After I learned what my course of treatment would be for breast cancer and got my timeline nailed down, the first thing I did was sign up for a triathlon. Okay, two. Two weeks ago, I raced the Brian Ballard with three of my girls and though I had a tough time with the bike and run (and came in fourth to last), it was a great way to celebrate my health with my family.
That race was about telling cancer "F* you. I'm back in action."
The very next weekend, I was scheduled to do our town's amazing, newbie friendly, all female sprint triathlon. This one wasn't about me. It was about community and friendship. One friendship in particular.
My neighbor and great friend was doing her first triathlon. We had planned to do it together when I got my stupid diagnosis but I continued to train with her and support her the best I could. It wasn't what either of us envisioned, but it was the best I could do with the circumstances.
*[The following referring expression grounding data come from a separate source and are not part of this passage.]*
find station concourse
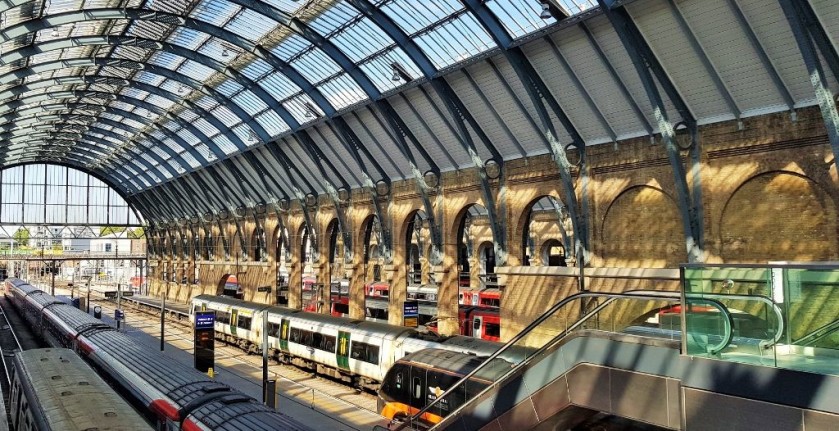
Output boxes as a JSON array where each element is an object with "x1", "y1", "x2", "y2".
[{"x1": 0, "y1": 0, "x2": 838, "y2": 430}]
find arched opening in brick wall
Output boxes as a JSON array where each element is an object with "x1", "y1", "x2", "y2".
[
  {"x1": 218, "y1": 273, "x2": 241, "y2": 299},
  {"x1": 541, "y1": 239, "x2": 567, "y2": 267},
  {"x1": 455, "y1": 203, "x2": 490, "y2": 292},
  {"x1": 275, "y1": 225, "x2": 290, "y2": 306},
  {"x1": 300, "y1": 224, "x2": 318, "y2": 312},
  {"x1": 719, "y1": 171, "x2": 837, "y2": 263},
  {"x1": 251, "y1": 225, "x2": 266, "y2": 262},
  {"x1": 601, "y1": 185, "x2": 684, "y2": 268},
  {"x1": 405, "y1": 210, "x2": 428, "y2": 287},
  {"x1": 362, "y1": 214, "x2": 387, "y2": 322},
  {"x1": 521, "y1": 195, "x2": 570, "y2": 267}
]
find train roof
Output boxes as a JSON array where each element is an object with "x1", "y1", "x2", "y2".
[
  {"x1": 282, "y1": 309, "x2": 418, "y2": 340},
  {"x1": 193, "y1": 294, "x2": 273, "y2": 311},
  {"x1": 14, "y1": 348, "x2": 151, "y2": 430},
  {"x1": 399, "y1": 348, "x2": 513, "y2": 383}
]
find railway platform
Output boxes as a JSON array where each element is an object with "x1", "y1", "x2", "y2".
[{"x1": 51, "y1": 286, "x2": 389, "y2": 431}]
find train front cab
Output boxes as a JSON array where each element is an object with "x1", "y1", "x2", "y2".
[{"x1": 378, "y1": 358, "x2": 487, "y2": 427}]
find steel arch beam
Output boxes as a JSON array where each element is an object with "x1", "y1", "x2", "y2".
[
  {"x1": 599, "y1": 0, "x2": 703, "y2": 262},
  {"x1": 779, "y1": 0, "x2": 839, "y2": 172}
]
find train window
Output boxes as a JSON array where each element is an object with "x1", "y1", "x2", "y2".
[
  {"x1": 485, "y1": 323, "x2": 501, "y2": 338},
  {"x1": 216, "y1": 311, "x2": 230, "y2": 325},
  {"x1": 267, "y1": 322, "x2": 280, "y2": 337},
  {"x1": 350, "y1": 342, "x2": 380, "y2": 365},
  {"x1": 333, "y1": 303, "x2": 349, "y2": 315},
  {"x1": 236, "y1": 316, "x2": 252, "y2": 330},
  {"x1": 427, "y1": 372, "x2": 463, "y2": 413},
  {"x1": 289, "y1": 327, "x2": 302, "y2": 344},
  {"x1": 413, "y1": 377, "x2": 422, "y2": 400},
  {"x1": 312, "y1": 333, "x2": 336, "y2": 352}
]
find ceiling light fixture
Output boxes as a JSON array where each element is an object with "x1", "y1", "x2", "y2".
[
  {"x1": 540, "y1": 2, "x2": 553, "y2": 19},
  {"x1": 390, "y1": 62, "x2": 413, "y2": 82},
  {"x1": 178, "y1": 85, "x2": 186, "y2": 94},
  {"x1": 50, "y1": 28, "x2": 59, "y2": 38},
  {"x1": 222, "y1": 47, "x2": 230, "y2": 57}
]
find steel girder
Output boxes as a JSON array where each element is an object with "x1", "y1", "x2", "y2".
[
  {"x1": 326, "y1": 118, "x2": 393, "y2": 262},
  {"x1": 779, "y1": 0, "x2": 839, "y2": 172},
  {"x1": 599, "y1": 0, "x2": 704, "y2": 263},
  {"x1": 293, "y1": 131, "x2": 353, "y2": 263},
  {"x1": 463, "y1": 0, "x2": 589, "y2": 266}
]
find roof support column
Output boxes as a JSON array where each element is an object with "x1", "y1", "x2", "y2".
[
  {"x1": 375, "y1": 101, "x2": 442, "y2": 266},
  {"x1": 329, "y1": 119, "x2": 393, "y2": 263},
  {"x1": 429, "y1": 79, "x2": 508, "y2": 265},
  {"x1": 779, "y1": 0, "x2": 839, "y2": 173},
  {"x1": 295, "y1": 132, "x2": 353, "y2": 263},
  {"x1": 600, "y1": 0, "x2": 704, "y2": 262}
]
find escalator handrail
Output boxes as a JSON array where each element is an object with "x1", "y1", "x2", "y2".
[
  {"x1": 686, "y1": 292, "x2": 785, "y2": 349},
  {"x1": 390, "y1": 290, "x2": 681, "y2": 431},
  {"x1": 794, "y1": 318, "x2": 839, "y2": 346}
]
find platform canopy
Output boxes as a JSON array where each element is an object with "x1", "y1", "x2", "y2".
[{"x1": 0, "y1": 0, "x2": 835, "y2": 223}]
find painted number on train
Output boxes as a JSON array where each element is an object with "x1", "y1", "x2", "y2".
[{"x1": 336, "y1": 331, "x2": 350, "y2": 370}]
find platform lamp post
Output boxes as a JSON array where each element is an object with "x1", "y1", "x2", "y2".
[{"x1": 161, "y1": 262, "x2": 167, "y2": 351}]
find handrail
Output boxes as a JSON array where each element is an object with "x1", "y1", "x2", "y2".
[
  {"x1": 794, "y1": 318, "x2": 839, "y2": 346},
  {"x1": 687, "y1": 292, "x2": 784, "y2": 349},
  {"x1": 390, "y1": 290, "x2": 682, "y2": 431}
]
This friend had been an incredible support to me from the moment I got my diagnosis through the entire process. I can't even explain how important her friendship was in my life over that time period. When my husband asked me "Are you going to stay with her during the triathlon or try to beat last year's time?" I didn't even have to think about it. "Oh, I'm totally finding her after the swim and staying with her." This race wasn't about personal best or beating last year's time. It was about thanking someone who had stayed with me through my rough time and at least be there for a race that would test her limits. I knew she could do it, but she didn't know it yet. Hell if I was going to leave her out there on her own. Plus, it's not nearly as fun!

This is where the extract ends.